Beauty powders look really nice over a blush or a bronzer.  They give them the appearance of an airbrushed look.


----------



## MAC Melly (Jan 25, 2006)

Does anybody have any photos with either of the face powders on?  

What's the best way to apply this powder? kabuki brush or sponge?


----------



## 2_pink (Jan 25, 2006)

Quote:

   Originally Posted by *jennylopez1010* 
_i personally love these beauty powders....to me its almost like studio fix with a hint of color....it really blends out my foundation while giving me a flawless luminousity to the skin..subtle but still a nice difference...and the soft dew actually shows up on my cheeks as blush...its really prety to tone down another blush or just give your face a little dimension_

 
I totally agree on this!!! At first i wasnt sure what the hell they were, then i talked to 2 MA's and once she put it on me i really liked it.

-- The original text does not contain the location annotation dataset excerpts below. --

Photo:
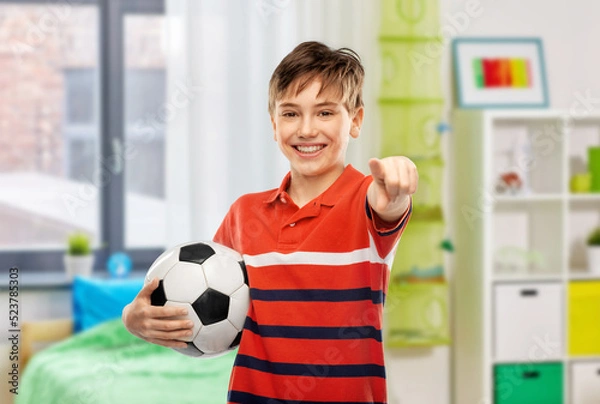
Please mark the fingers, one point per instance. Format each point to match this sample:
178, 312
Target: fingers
377, 169
397, 175
148, 288
169, 343
171, 325
164, 311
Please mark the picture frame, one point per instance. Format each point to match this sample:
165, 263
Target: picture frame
500, 73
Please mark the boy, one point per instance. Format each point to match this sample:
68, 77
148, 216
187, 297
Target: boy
317, 249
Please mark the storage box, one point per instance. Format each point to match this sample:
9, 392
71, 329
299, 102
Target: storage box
584, 318
528, 383
527, 322
585, 383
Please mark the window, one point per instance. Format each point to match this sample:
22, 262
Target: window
74, 95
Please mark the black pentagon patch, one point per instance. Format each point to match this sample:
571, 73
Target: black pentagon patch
244, 271
196, 253
212, 306
191, 346
236, 341
158, 297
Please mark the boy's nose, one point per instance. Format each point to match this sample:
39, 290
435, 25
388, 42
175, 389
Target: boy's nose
307, 129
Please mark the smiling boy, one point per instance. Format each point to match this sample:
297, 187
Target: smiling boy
318, 249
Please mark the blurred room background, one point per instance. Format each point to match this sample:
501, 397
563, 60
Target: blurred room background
138, 122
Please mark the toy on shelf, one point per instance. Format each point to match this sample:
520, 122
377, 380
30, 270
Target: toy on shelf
509, 183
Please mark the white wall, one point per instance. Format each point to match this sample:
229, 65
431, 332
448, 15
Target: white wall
569, 31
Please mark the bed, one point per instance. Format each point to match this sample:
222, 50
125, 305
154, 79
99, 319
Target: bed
103, 363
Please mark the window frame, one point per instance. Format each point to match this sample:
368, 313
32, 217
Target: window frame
111, 14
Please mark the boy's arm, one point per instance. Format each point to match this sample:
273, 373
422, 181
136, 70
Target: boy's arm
395, 179
158, 325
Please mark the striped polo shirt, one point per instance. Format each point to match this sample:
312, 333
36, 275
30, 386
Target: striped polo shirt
318, 277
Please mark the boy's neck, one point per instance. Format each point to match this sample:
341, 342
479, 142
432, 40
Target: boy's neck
303, 189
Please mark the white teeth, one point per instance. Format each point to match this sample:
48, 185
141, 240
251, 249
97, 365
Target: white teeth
309, 149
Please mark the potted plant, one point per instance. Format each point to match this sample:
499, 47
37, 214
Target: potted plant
594, 251
79, 259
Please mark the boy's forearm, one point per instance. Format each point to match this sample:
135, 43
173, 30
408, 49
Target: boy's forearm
393, 211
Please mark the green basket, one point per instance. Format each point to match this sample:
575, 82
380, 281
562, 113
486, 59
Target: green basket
594, 168
417, 315
408, 72
410, 18
411, 129
528, 383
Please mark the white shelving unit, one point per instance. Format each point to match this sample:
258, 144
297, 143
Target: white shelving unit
518, 255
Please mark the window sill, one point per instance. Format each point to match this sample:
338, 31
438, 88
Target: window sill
53, 280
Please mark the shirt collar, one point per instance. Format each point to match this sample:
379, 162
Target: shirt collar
330, 196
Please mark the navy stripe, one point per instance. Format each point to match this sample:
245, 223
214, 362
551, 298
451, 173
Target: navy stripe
248, 398
317, 295
285, 331
298, 369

My face felt SO soft, even after i woke up the next day. And, it helps control my oily t-zone, i would say much better than BareMinerals Mineral Veil.


----------



## REYNALD0C (Jan 25, 2006)

Quote:

   Originally Posted by *MAC Melly* 
_Does anybody have any photos with either of the face powders on?  

What's the best way to apply this powder? kabuki brush or sponge?_

 
KABUKi!

I tried one of the new Beauty Powders out in Softdew, and I love it.  I looked all nice and blushed? hahaha I love the brush too, im planning to get a Kabuki, Softdew, Blot Powder, and a tube of Studio Highlights from the icon collection.


----------



## User34 (Feb 1, 2006)

I bought the soft dew but I am not sure if I am going to keep it =/ I also bought elegant peach and I am bringing it back... it looks so much like all the other beige=y  ones I have. Does anyone have any pics of them with the beauty powders on?


----------



## Ms. Z (Feb 15, 2006)

I am now glad that I got the beauty powder, I really like the soft color.

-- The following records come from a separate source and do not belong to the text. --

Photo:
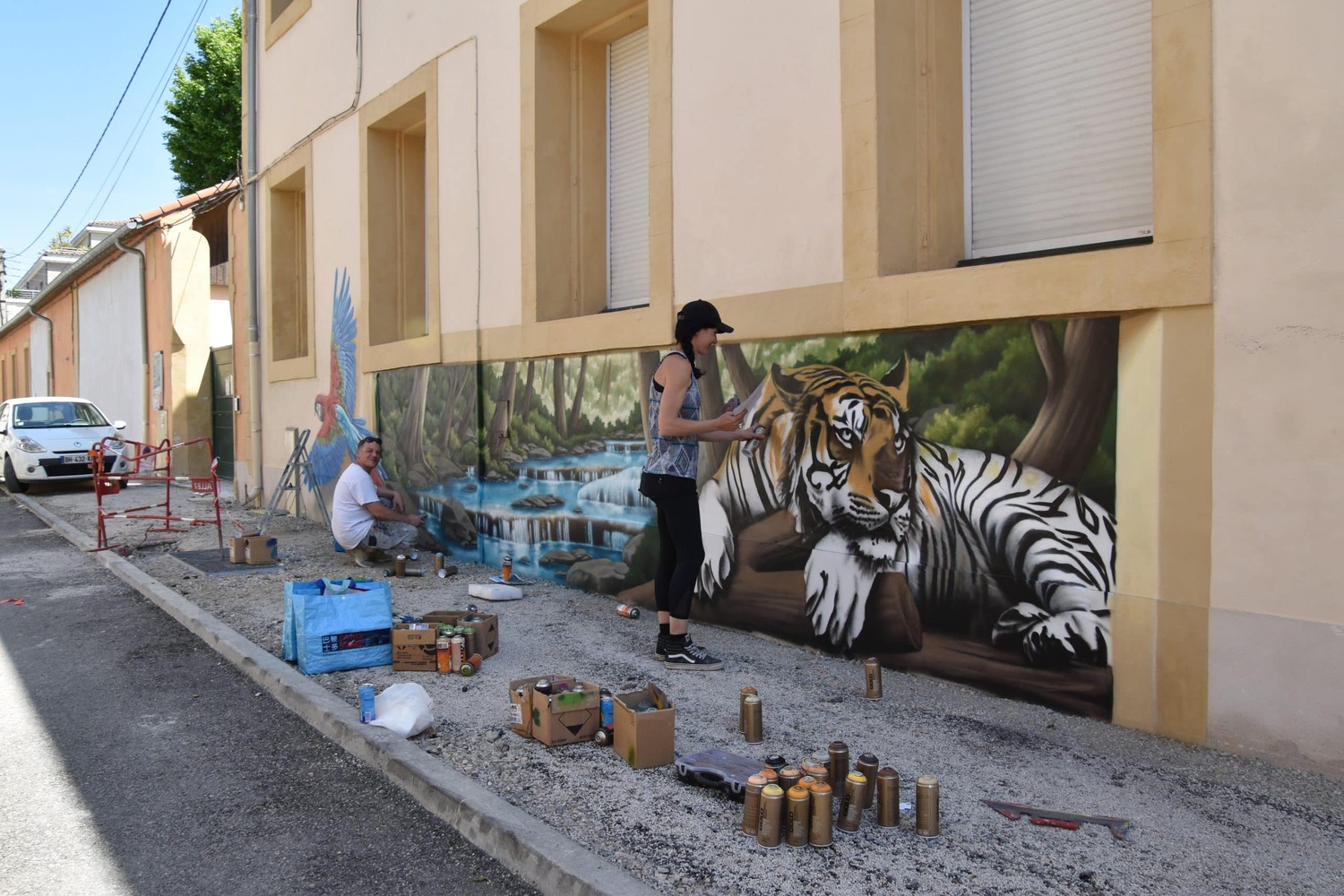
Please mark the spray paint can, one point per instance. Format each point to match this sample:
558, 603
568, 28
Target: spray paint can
889, 798
851, 802
366, 702
868, 766
797, 814
752, 727
926, 806
742, 708
771, 815
752, 806
873, 677
838, 761
819, 831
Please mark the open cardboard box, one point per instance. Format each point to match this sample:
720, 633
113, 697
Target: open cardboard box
414, 649
645, 739
486, 641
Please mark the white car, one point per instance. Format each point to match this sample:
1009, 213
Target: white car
50, 440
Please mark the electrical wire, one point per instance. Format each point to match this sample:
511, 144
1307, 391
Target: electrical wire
142, 54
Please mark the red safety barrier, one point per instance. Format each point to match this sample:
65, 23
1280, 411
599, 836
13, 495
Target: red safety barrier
152, 465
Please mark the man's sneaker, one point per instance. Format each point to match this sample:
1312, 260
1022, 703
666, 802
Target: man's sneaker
691, 656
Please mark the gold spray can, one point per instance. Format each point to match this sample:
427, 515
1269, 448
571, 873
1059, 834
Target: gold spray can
851, 802
868, 766
838, 761
771, 815
926, 806
819, 831
752, 729
889, 798
873, 677
797, 815
742, 710
752, 805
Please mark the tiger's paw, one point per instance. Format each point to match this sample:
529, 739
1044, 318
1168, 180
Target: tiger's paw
836, 586
1056, 640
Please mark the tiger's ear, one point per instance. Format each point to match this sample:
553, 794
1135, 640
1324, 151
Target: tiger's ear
788, 387
898, 381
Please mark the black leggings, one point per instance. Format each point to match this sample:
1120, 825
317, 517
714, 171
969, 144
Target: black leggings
680, 541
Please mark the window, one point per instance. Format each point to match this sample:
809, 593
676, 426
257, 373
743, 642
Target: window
1059, 124
400, 223
289, 269
597, 199
397, 225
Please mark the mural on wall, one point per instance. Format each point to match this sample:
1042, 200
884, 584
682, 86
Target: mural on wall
941, 498
339, 430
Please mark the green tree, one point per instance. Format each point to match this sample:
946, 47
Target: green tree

I like the Elegant Peach so much that I purchased a backup last week. I wear it with a coffe lipliner for a muted look or with my Chanel Papaya lipliner when I want it to stand out.


 Quote:

   Originally Posted by *Alumeze* 
_I bought the soft dew but I am not sure if I am going to keep it =/ I also bought elegant peach and I am bringing it back... it looks so much like all the other beige=y ones I have. Does anyone have any pics of them with the beauty powders on?_


----------



## junealexandra (Feb 15, 2006)

Hi,  I have both Catherine Beauty powders ( and both cream blushes too ). I intermix them with both blushes and I find the beauty power gives a subtle colour changes which gives a range of different looks.  Also I find they set the cream blush to last a long time, otherwise the cream blush disappears on my skin.  I have also used both beauty powers with Slave to Love to bring out different tones as well.  I just find they are super easy to use and add a extra dimension to my make-up.  I love them!


----------



## pinkfeet (Feb 16, 2006)

I think they are a waste, I tried them on and I coudlnt even tell they were on, I was looking for a more dewy look with out being greasy so was hoping this powder could help me out but it didnt work like I wanted to. 

They are very soft though but I am still looking for something to give that dewy look without being too shimmery like MSF or BB shimmerbricks. 

The hunt is still on!....


----------



## Eemaan (Jun 14, 2007)

anyone have a pic or swatch of what buffed and polished IPP looks like?

pretty please


----------



## Ms. Z (Jul 3, 2007)

*Tailormade Buffed and Polished*

Quote:

   Originally Posted by *Eemaan* 

 
_anyone have a pic or swatch of what buffed and polished IPP looks like?

pretty please 
	

	
	
		
		

		
		
	


	


_

 
Here it is.  The color is very sheer on me, but it has alot of shimmer.


----------



## effloresce_ (Jul 11, 2007)

I really like Soft Dew, it can almost work as a blush for me on 'no makeup' days. It just adds a little colour to my cheeks and makes my cheekbones more defined. I like them over blushes too, to give a smoother appearance!


----------